Completely textual, and at first bewildering, this MUD not only chats about interactive fiction games and game design, but also hosts a game once a week, at the moment on Saturdays at 7:00. Yes, a text adventure played by an online group of people! Many of the community have actually designed interactive fiction, so it always makes for interesting discussion.

Your first connection will be using connect guest guest.

Read  Jacq's FAQ for information on logging on, clients, etiquette, etc.


Smartgenes Handy Command List

Once connected type LOUNGE which is where everyone hangs out. First thing to know is the command SAY. Follow SAY with whatever you want to announce, for instance:

   say hello everybody!

A shortcut for SAY is "

   "hello everybody!

There are various channels which host conversations about different topics, though most conversation appears publicly in the lounge anyway.

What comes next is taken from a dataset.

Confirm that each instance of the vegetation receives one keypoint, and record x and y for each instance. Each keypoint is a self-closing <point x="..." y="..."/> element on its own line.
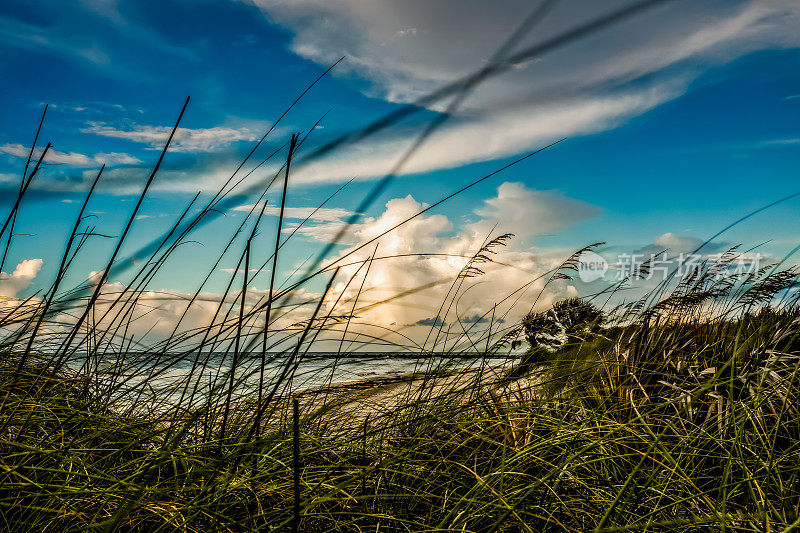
<point x="677" y="412"/>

To join a channel, for example the channel #clubfloyd (the channel where an IF game is usually played once per week)... Type:

   @joinc #clubfloyd

To list all the channels @listc or @listc -recent

How to read channel "messages" (these are different). If #adrift has 4 messages.. then bb #adrift 1, bb #adrift 2, etc. There is no bb #adrift 5!


Other speech

Once you have said something on a specific channel you can then use a semi-colon ; as shorthand for the say command, but this will only appear on the specific channel.

   ;hello everybody on the channel

Two full stops before the name of another member can be used to SAY specifically to a person, e.g.

   ..inky hello

This will be visible to everyone though.

A single full stop is a whisper (can also be typed w inky = can they hear us?)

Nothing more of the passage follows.